The practical takeaway is that the fix isn't to revise less blindly but to *verify locally*. Step-level confidence filtering catches breakdowns that whole-trace averaging hides, and can stop a trace early before a bad revision metastasizes — matching majority-vote accuracy with far fewer generated traces Does step-level confidence outperform global averaging for trace filtering?. More broadly, checking intermediate states during generation rather than scoring the final answer lifted task success from 32% to 87%, because most failures are process violations, not arithmetic mistakes Where do reasoning agents actually fail during long traces?. Self-revision degrades because it's an unverified internal edit; the cure is external or step-local verification that catches the bad edit before the trace keeps building on it.
Sources 9 notes
Evidence from QwQ, R1, and LIMO shows most revisions retain wrong answers rather than correcting them. Smaller models frequently switch correct answers to incorrect during revision, and longer chains with more revisions correlate with lower accuracy.
Revision guided by external models improves accuracy, but a model revising its own uncertain output typically amplifies confidence in wrong answers rather than correcting them. The revision source, not the revision act itself, determines the outcome.
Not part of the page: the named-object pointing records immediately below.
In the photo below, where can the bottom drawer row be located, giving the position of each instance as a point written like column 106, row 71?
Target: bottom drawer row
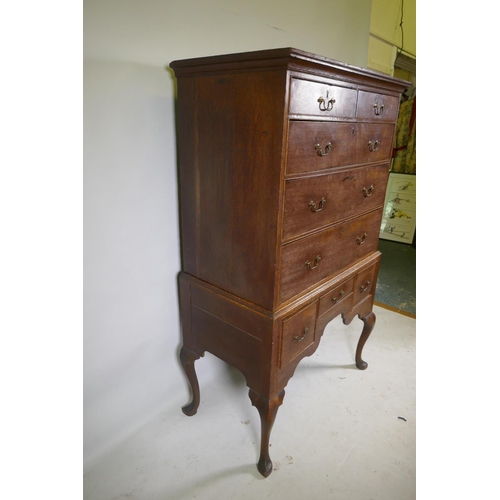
column 299, row 330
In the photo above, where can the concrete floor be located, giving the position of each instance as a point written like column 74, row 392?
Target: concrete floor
column 337, row 435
Research across eight models shows reflection is mostly confirmatory theater—reflections rarely change initial answers and traces don't faithfully represent reasoning. Calibration degrades under binary reward training, and monitoring mechanisms are easily gamed.
Reasoning LLMs exhibit two reinforcing failures: wandering (invalid exploration) and underthinking (premature path-switching). Decoding-level interventions like thought-switching penalties improve accuracy without fine-tuning, suggesting viable solutions exist but are abandoned prematurely.
Counterfactual resampling, attention analysis, and causal suppression all identify planning and backtracking sentences as thought anchors—sparse critical points that guide subsequent reasoning. These are functional pivots, not noise.
Task accuracy peaks at intermediate CoT length, with optimal length increasing alongside task difficulty but decreasing with model capability. RL training naturally gravitates toward shorter chains as models improve, revealing that simplicity emerges from reward signals rather than explicit training.
DeepSeek-R1 and o1-preview achieve only 20-23.6% exact match on 850 constraint satisfaction problems requiring genuine backtracking. This ceiling reveals that reflective reasoning fluency does not translate to actual problem-solving competence on unfamiliar instance structures.
Local step-level confidence catches reasoning breakdowns that global averaging masks and enables early stopping before traces complete. This approach achieves comparable accuracy gains to naive majority voting with far fewer generated traces, proving trace quality matters more than quantity.
Reliability for long-trace reasoning comes from checking intermediate states and policy compliance during generation, not from scoring final outputs. Adding intermediate verification raised task success from 32% to 87% because most failures are process violations, not wrong answers.